One of the most astounding natural features in the world can be found in the southwest of Iceland and has become one of the country’s most famous tourist attractions.
Let’s take a closer look at some fun and interesting facts about Gullfoss Falls, easily one of the most breathtaking waterfalls on the planet!
1. It’s located on a famous river in southwest Iceland
The somewhat desolate and gloomy landscape of the southwestern part of Iceland features one of the most fascinating natural landmarks in the world in the form of an incredible waterfall.
This waterfall is located in the Hvítá River, which translates from Icelandic to English as the “White River.” It’s one of the most prominent rivers in this part of the country and originates in an equally astounding glacier lake called the “Hvítárvatn Glacier” in the Highlands of Iceland.
The source of the river is only located about 40 kilometers (25 miles) to the north of the famous waterfall. It eventually meets 3 other rivers before coming together with the Sog River to form the Ölfusá River which eventually flows into the Atlantic Ocean.
2. The waterfall is located inside a canyon
One of the most remarkable facts about Gullfoss Falls is that the Hvítá River turns sharply to the right before dropping into an amazing canyon. This crescent has a length of about 2.5 kilometers (1.6 miles) and is an amazing natural landmark by itself.
This enormous gorge was formed by millions of years of flash floods deepening the existing cracks in the basalt lava. This has resulted in a gorge with a width of about 20 meters (66 feet) and a depth of 32 meters (105 feet).
The enormous pressure of the water of the river dropping down into the canyon is on average about 140 cubic meters per second. This rises to about 2,000 cubic meters per second during flash floods. This kind of explains how the water managed to cut through the Icelandic landscape!
3. It’s a stepped waterfall that consists of 2 drops
One of the most fascinating facts about Gullfoss Falls is that it’s actually a tiered waterfall that consists of 2 drops.

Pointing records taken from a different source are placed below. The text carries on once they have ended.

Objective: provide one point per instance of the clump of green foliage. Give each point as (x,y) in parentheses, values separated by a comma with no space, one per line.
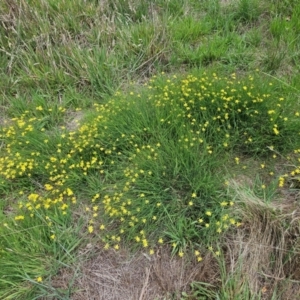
(150,160)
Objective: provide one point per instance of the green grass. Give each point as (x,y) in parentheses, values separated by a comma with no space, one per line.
(138,113)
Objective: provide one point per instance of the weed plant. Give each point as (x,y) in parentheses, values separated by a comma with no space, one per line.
(149,160)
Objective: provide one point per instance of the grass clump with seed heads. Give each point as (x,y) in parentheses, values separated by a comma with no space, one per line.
(150,160)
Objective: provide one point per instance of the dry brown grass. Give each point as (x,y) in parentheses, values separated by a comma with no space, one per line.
(265,250)
(262,256)
(121,275)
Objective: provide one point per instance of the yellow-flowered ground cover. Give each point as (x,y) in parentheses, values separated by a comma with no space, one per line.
(150,161)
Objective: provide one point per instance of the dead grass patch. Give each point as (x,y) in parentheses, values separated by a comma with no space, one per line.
(265,250)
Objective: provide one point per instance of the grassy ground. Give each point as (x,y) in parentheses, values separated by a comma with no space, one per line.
(149,150)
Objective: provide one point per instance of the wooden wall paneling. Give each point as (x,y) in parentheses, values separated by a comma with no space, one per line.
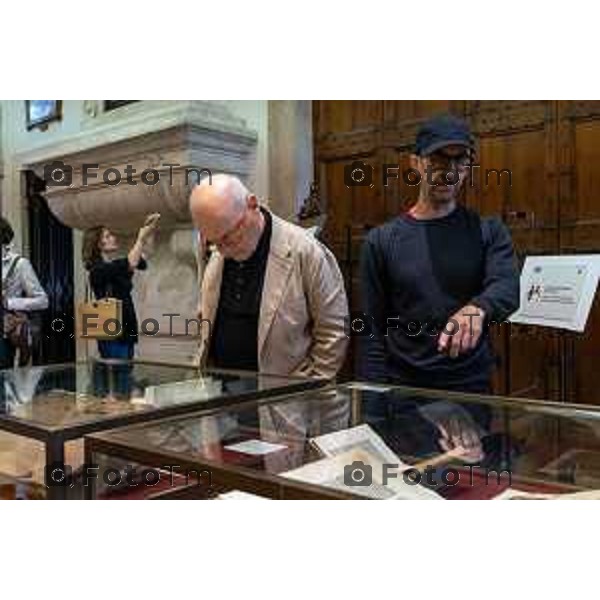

Shortly after the river abruptly turns to the right, it plunges about 11 meters (36 feet) deep into the canyon.
It then plunges another 21 meters (69 feet), resulting in the total drop of the waterfall being 32 meters (105 feet).
This type of waterfall is also referred to as a “cataract,” which means a waterfall created by a large amount of water dropping over the edge of a cliff.
4. Its name refers to some of its astounding features
The name of the waterfall, “Gullfoss,” literally translates from Icelandic to English as “Golden Falls.” There are two theories as to why the waterfall was named as such, both referring to its amazing features:
- The glacial water sometimes produces a golden hue, an incredible shiny natural phenomenon.
- In case the sun manages to penetrate the packed clouds covering the Iceland sky, the water produces a fascinating rainbow.
Another theory refers to a legend once written down by Icelandic naturalist Sveinn Pálsson (1762-1840) who wrote a story mentioning:
Once upon a time, a farmer named Gýgur lived at Gýgjarhóll. He had plenty of gold and could not bear the thought of someone else possessing it after his lifetime. To prevent this, he placed the gold in a coffer and threw it into the waterfall.Presumed origin of the waterfall’s name.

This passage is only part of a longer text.